Le polar dans ses modes

Polar politique
« Les morts de Beauraing » est en prise avec les réalités déformées qui nous servent d’environnement. Un attentat a eu lieu dans cette agglomération bruxelloise. Il a visé la communauté catholique et le banc des accusé.e.s est rempli de jeunes belges attirés par le djihad. Un choc. Yves Demeulemeester et Leopold Verbist, associés dans une petite agence de presse, décident d’enquêter. Et la vision simpliste d’un ministre de l’intérieur perd de sa netteté. Se mêlent à eux, une militaire d’active, Ingrid Mertens, qui veut venger la mort de son fils adoptif pour faire imploser toutes les données et faire jaillir d’autres pistes, d’autres intérêts de groupes qui n’ont aucun respect pour la vie humaine et veulent servir Dieu, le grand diviseur de notre temps. Les responsables ne sont pas là où tout le monde regarde.

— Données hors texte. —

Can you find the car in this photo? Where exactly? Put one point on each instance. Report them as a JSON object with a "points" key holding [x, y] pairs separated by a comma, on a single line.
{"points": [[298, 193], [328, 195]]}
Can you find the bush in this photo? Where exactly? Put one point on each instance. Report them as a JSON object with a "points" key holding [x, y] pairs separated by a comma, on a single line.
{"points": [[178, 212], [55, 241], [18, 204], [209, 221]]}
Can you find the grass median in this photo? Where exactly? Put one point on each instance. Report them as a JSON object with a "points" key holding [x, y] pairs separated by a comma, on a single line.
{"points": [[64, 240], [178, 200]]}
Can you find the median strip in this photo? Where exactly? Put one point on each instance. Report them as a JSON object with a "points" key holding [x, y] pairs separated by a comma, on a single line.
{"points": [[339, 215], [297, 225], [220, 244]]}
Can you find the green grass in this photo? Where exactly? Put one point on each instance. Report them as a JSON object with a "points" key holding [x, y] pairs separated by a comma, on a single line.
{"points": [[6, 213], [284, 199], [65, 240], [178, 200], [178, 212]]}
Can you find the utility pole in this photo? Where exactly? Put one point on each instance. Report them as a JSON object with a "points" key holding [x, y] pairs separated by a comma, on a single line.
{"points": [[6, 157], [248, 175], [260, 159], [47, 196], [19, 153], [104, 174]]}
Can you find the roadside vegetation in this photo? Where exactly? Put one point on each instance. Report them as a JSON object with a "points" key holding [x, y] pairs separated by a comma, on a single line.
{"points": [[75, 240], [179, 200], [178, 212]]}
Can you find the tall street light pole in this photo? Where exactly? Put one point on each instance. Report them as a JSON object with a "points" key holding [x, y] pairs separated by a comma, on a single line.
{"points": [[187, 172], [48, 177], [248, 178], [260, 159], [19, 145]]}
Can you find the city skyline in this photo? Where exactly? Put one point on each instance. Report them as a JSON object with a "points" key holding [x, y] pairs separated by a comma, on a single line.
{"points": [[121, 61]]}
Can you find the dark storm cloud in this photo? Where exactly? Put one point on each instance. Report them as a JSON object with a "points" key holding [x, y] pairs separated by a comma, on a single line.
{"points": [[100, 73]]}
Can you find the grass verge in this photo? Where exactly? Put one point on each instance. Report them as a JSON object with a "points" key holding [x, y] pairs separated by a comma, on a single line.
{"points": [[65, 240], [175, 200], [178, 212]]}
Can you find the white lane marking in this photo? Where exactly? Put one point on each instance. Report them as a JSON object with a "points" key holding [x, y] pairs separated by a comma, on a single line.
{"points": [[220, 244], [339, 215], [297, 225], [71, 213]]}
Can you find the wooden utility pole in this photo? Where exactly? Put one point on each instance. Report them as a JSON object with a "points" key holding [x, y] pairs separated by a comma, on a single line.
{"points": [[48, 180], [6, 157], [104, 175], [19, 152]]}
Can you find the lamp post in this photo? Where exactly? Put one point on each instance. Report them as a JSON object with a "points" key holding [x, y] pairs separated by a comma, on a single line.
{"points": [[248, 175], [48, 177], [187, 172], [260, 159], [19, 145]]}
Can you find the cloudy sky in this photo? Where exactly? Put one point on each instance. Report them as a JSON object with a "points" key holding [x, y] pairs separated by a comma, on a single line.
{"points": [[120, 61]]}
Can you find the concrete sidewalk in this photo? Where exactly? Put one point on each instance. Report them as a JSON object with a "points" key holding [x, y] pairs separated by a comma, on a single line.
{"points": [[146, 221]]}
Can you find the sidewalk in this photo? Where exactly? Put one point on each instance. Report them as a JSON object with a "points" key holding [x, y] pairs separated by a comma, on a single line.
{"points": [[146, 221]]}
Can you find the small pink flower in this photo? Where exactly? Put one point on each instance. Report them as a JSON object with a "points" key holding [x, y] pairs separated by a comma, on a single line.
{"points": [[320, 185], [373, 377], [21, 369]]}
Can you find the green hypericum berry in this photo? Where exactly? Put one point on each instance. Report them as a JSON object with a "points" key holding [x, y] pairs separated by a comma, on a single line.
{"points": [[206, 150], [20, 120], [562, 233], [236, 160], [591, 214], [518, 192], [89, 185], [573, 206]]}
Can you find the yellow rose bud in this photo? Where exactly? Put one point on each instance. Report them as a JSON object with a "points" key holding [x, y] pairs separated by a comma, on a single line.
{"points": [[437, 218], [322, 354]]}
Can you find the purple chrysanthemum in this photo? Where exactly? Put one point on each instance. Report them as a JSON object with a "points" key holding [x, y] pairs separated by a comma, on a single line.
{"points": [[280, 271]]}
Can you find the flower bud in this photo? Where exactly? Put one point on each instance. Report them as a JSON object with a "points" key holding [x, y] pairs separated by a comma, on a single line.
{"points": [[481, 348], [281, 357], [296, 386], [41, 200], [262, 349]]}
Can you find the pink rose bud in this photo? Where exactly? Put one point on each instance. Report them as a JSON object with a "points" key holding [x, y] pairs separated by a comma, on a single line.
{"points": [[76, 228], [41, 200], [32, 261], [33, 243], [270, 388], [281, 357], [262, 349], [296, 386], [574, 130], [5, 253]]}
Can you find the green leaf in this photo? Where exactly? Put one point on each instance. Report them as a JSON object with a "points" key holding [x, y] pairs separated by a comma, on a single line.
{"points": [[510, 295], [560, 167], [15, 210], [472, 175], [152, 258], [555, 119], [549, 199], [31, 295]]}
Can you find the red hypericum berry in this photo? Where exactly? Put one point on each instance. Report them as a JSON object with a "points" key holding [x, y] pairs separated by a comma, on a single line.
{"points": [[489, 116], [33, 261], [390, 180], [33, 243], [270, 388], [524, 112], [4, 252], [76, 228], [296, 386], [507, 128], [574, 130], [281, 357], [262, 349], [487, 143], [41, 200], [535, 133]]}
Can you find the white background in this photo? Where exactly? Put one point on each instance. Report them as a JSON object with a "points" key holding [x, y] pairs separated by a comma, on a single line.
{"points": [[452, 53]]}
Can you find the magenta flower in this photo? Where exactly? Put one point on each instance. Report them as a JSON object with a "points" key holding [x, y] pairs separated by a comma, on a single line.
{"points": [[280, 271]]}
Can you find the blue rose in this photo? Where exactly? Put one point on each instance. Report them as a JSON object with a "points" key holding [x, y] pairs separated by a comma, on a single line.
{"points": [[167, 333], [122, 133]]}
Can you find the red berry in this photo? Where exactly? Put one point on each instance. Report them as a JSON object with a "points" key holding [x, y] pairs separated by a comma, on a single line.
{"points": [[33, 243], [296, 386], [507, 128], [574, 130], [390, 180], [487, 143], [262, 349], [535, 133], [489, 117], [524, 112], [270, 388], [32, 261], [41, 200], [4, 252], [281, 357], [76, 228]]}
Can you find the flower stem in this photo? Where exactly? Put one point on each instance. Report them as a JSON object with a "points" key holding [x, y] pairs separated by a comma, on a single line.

Une inversion des données rationnelles est le grand mérite de cette enquête. François Weerts, l’auteur – lui-même journaliste – nous oblige à nous interroger sur la pertinence de nos logiques face à des sociétés de plus en plus irrationnelles qui ne pensent que par la violence et la dictature pour imposer des visions rétrogrades et dangereuses.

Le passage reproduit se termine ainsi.